CVE-2025-64726

Name of the Vulnerable Software and Affected Versions Socket Firewall versions prior to 0.15.5

Description Socket Firewall is an HTTP/HTTPS proxy server designed to enforce security policies by blocking dangerous packages. Versions of Socket Firewall prior to 0.15.5 are susceptible to arbitrary code execution when operating within untrusted project directories. An attacker can leverage this by placing a malicious .sfw.config file in a project directory. When a developer executes Socket Firewall commands, such as sfw npm install, within that directory, the tool loads the .sfw.config file and incorporates environment variables directly into the Node.js process. This allows an attacker to exploit the system by setting the NODE OPTIONS environment variable with a --require directive, enabling the execution of malicious JavaScript code before Socket Firewall’s security measures are activated, effectively circumventing malicious package detection.
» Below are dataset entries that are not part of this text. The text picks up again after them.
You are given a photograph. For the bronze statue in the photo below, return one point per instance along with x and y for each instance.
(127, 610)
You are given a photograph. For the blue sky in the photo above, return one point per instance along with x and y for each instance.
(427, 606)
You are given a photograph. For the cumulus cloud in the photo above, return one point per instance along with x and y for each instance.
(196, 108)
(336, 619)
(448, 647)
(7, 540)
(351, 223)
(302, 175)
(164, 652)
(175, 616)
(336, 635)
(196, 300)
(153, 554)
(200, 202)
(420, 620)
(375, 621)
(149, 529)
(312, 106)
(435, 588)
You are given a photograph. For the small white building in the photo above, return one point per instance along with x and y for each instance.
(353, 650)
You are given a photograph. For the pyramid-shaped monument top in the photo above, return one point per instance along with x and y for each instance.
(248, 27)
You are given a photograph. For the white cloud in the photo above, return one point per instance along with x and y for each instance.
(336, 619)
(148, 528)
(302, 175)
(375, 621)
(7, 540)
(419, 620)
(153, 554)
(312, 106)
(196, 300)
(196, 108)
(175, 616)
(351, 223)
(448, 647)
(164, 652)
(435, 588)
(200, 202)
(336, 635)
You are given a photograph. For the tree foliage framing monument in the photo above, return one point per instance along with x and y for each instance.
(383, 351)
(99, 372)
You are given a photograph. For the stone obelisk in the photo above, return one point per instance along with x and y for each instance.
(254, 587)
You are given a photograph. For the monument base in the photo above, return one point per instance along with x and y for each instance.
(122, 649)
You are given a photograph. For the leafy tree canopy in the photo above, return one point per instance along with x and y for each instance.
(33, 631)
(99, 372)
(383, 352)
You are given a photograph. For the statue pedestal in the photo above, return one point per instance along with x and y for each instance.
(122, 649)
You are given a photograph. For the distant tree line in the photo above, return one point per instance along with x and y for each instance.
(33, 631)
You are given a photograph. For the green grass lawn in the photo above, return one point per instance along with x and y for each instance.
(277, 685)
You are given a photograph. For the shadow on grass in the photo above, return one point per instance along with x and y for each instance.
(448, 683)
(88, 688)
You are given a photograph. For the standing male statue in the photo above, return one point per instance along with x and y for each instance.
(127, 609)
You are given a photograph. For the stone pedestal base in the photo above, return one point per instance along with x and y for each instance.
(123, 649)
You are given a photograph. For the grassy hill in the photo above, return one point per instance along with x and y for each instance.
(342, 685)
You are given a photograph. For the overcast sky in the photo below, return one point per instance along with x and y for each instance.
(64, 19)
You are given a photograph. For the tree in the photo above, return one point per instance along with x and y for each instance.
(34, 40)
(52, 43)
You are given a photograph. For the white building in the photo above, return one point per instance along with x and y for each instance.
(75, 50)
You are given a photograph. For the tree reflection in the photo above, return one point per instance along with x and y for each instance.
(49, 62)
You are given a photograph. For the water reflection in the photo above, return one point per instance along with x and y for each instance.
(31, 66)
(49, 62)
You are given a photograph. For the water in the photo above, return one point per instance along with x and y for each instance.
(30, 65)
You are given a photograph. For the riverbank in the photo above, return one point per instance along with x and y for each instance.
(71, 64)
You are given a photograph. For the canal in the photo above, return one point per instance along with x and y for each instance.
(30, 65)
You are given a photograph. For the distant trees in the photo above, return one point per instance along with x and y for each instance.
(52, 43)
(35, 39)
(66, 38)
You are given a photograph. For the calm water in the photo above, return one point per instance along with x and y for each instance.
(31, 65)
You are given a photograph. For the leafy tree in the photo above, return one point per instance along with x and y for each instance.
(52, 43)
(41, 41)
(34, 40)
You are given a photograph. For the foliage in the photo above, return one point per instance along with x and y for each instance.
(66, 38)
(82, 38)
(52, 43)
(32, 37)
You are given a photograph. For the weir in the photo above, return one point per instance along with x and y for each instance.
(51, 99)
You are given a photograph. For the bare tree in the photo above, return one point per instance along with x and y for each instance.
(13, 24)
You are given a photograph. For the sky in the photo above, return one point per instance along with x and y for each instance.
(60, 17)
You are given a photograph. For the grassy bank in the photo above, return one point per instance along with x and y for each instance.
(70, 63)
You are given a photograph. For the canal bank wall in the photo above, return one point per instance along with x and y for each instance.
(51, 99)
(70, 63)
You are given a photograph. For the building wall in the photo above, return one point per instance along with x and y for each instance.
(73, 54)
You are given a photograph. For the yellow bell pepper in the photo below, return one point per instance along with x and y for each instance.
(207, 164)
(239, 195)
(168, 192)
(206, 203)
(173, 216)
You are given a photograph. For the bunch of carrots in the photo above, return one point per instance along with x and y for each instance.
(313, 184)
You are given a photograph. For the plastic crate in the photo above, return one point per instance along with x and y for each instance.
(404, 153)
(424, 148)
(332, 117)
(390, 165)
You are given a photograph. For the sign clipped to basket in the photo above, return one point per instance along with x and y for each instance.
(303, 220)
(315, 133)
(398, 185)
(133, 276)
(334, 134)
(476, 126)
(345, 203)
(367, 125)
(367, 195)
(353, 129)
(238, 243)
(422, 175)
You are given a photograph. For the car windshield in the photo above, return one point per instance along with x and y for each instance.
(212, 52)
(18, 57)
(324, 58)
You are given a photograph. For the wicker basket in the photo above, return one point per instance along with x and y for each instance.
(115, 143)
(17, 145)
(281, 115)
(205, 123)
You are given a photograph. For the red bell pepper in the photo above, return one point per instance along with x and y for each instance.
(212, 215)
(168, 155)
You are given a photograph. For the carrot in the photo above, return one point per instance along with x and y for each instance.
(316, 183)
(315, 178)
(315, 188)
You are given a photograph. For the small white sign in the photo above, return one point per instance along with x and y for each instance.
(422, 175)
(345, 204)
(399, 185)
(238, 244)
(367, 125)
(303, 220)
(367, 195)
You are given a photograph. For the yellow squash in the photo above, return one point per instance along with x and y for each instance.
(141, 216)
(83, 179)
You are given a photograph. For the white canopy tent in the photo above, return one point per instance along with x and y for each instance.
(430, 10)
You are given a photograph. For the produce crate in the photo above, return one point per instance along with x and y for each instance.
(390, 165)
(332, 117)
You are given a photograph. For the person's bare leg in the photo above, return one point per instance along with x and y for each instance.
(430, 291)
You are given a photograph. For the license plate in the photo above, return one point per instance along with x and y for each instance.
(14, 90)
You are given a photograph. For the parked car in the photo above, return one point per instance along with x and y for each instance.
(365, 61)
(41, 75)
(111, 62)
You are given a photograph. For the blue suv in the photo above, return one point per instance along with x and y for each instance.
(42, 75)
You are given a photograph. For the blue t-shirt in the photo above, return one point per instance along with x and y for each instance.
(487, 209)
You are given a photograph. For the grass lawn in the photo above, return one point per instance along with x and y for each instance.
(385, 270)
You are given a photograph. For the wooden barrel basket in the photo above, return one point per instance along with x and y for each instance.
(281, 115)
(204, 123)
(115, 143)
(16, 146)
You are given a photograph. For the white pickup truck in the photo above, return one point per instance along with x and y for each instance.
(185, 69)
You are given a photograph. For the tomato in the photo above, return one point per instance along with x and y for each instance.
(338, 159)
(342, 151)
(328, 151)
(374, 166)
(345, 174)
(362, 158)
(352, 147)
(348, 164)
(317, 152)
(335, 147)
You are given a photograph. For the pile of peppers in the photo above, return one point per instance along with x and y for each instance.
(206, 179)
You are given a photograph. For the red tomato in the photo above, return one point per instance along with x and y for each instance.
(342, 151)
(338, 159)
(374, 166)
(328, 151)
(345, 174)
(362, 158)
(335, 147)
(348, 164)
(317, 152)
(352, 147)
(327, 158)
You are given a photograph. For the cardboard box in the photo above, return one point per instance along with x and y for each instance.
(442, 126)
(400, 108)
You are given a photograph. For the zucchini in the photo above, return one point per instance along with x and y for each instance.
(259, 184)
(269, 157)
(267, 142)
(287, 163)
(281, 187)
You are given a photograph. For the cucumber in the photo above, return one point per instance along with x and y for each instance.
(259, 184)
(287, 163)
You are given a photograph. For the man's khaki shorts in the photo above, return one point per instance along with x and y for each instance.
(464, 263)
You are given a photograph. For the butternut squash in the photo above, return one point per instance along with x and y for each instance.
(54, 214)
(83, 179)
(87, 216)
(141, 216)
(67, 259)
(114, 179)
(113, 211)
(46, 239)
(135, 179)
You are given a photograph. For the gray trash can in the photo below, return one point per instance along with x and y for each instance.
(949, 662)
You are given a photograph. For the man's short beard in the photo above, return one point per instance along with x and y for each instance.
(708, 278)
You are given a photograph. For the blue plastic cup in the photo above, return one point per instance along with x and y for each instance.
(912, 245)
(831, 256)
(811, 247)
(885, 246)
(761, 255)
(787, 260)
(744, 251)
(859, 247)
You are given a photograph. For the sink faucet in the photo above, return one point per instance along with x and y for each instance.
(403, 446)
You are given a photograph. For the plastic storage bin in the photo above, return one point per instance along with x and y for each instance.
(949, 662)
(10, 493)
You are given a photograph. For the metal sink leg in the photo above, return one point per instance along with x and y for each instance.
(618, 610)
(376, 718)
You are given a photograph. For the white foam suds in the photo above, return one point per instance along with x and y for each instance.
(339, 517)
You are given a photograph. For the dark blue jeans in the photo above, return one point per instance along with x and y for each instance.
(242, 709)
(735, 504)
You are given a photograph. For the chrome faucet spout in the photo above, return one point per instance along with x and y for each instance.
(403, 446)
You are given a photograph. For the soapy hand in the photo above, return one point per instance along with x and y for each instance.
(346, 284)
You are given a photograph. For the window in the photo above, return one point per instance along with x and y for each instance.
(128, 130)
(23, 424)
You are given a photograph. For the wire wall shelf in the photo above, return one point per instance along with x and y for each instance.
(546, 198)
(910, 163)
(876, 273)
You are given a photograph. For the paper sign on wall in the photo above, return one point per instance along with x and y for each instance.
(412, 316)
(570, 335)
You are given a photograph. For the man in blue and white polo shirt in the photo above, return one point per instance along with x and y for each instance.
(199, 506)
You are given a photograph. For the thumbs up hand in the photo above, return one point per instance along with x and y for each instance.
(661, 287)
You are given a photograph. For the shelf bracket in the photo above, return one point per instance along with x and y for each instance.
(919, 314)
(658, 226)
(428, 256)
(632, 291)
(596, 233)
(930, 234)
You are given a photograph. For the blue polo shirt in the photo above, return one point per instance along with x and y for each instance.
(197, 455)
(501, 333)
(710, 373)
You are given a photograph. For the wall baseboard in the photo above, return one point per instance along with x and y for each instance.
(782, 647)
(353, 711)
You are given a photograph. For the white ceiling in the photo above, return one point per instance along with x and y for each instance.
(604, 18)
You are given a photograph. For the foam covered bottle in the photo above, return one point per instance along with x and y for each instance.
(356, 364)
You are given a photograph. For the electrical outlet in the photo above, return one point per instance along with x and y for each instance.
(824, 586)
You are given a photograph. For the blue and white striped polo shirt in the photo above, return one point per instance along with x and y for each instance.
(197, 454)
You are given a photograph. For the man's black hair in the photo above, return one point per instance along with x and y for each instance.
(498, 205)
The attack requires a developer to install dependencies for an untrusted project and then execute a command within that project’s context. The vulnerable component is the loading and processing of the .sfw.config file, specifically how it populates environment variables. The vulnerable parameter is NODE OPTIONS.

Recommendations Upgrade to Socket Firewall version 0.15.5 or later. If unable to upgrade, avoid running Socket Firewall in untrusted project directories. Inspect .sfw.config and .env.local files for suspicious NODE OPTIONS or other environment variable definitions that reference local files before running Socket Firewall in any new project.